For each exception, use PDC to determine the cause of the event and make necessary code changes to address the cause:

  1. Expand the exception and use the Stack traces tab to debug your application.
    There might be multiple exceptions from one issue.
  2. Sort by event name to see if all exceptions are from a similar error.
    PDC can help you identify where debugging one error may resolve multiple exceptions.
  3. You might be unable to debug all exceptions immediately.
    Consider entering some into your bug-tracking system or marking some as deferred.

The following figure shows the Event Viewer table with an error event with details and stack traces:

Stack traces tab in the Event Viewer tool in Pega Diagnostic Center.

5. Repeat until no new exceptions are found

Repeat the cycle of running the new feature, checking PDC, and addressing any issues you find until you no longer see new exceptions when you manually run the tests.

After no new exceptions are found, you should perform unit tests, and then use PDC again to determine whether the new code or application changes have solved some of the outstanding issues, or whether testing has uncovered new issues.

When you have addressed all the exception errors found by PDC, either by fixing them or marking them as deferred Known Issues, you now have a system baseline and can measure the effect of your ongoing code or application changes against it, as shown in the following diagram:

Setting the system baseline by using the Event Viewer tool in Pega Diagnostic Center.

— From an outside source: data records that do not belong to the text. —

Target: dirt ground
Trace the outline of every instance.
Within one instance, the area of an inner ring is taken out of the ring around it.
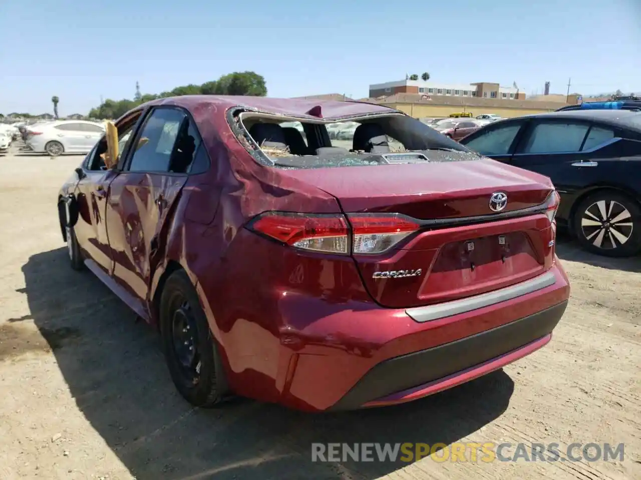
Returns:
[[[308,415],[194,410],[156,334],[73,271],[57,189],[80,162],[0,156],[0,479],[641,479],[641,259],[561,241],[570,303],[545,348],[403,406]],[[311,461],[320,442],[625,444],[620,461]]]

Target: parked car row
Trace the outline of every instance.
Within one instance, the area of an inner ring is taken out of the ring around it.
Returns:
[[[19,131],[15,125],[0,123],[0,152],[8,150],[12,143],[19,137]]]
[[[549,177],[557,218],[595,253],[641,251],[641,113],[608,106],[503,120],[460,140],[472,150]]]
[[[86,154],[104,134],[104,126],[85,120],[54,120],[26,125],[22,138],[29,150],[52,157]]]

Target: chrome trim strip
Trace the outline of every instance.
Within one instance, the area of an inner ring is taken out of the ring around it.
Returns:
[[[534,278],[494,292],[482,293],[476,296],[463,298],[460,300],[453,300],[435,305],[407,308],[405,313],[410,316],[413,320],[417,322],[422,323],[438,320],[477,308],[482,308],[484,307],[489,307],[502,301],[511,300],[522,295],[532,293],[537,290],[549,287],[551,285],[554,285],[556,281],[556,277],[554,276],[554,274],[548,271]]]

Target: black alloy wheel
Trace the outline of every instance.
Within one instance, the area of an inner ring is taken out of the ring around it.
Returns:
[[[574,233],[589,252],[608,257],[630,257],[641,247],[641,208],[615,191],[597,192],[583,200],[574,214]]]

Checking for new errors after an update

When you check in your code for Milestone 2, or any subsequent Milestone, you should still use PDC and follow the same process to check for new errors. However, since you have already established a baseline, all you need to do is track the new errors that have occurred since you defined that baseline.

For the milestones after the first, you should use a different tool to track issues caused by the newly uploaded code: the Update Assessment in PDC.

As a developer, follow these steps to assess your update:

  1. Open the Update Assessment landing page, and then select the update that includes your new code.
    The Update Assessment landing page displays all the new issues reported by PDC since this update. Begin by addressing these new issues.
  2. Expand the Case to view the events that occurred.
    PDC displays all events that appeared after the update.
  3. Open the Case, and then expand the How was this case created? section to begin troubleshooting.
  4. Review the event information related to the issue to find a starting point for your troubleshooting.

The Update Assessment landing page also includes two additional tabs, as shown in the following figure: Less frequent and More frequent.

  • The Less frequent tab displays existing issues that have decreased in frequency since your update.
  • The More frequent tab displays existing issues that have increased in frequency. Review these issues to understand the impact of the update.
The Update Assessment landing page in Pega Diagnostic Center.

Key takeaways

When troubleshooting errors in your code, begin by using the Event Viewer to identify and address exception errors. This process helps you establish a baseline.

For each new milestone build, review the Update Assessment tool to identify and resolve any new issues introduced by recent changes.

This process focuses on fixing the exception errors found in your code as you develop your application.

  • Use  PDC for proactive error management: Learn how to use PDC throughout development to identify and address errors in your Pega application proactively.
  • Set a clear baseline: Grasp the importance of establishing a baseline using PDC to measure your application's performance and identify any initial errors.
  • Troubleshoot exceptions effectively: Discover how to pinpoint exceptions caused by your code and effectively debug them using Event Viewer in PDC and stack traces.
  • Manage errors efficiently with the Update Assessment tool: Explore how the Update Assessment tool simplifies troubleshooting in later development milestones by highlighting newly introduced issues.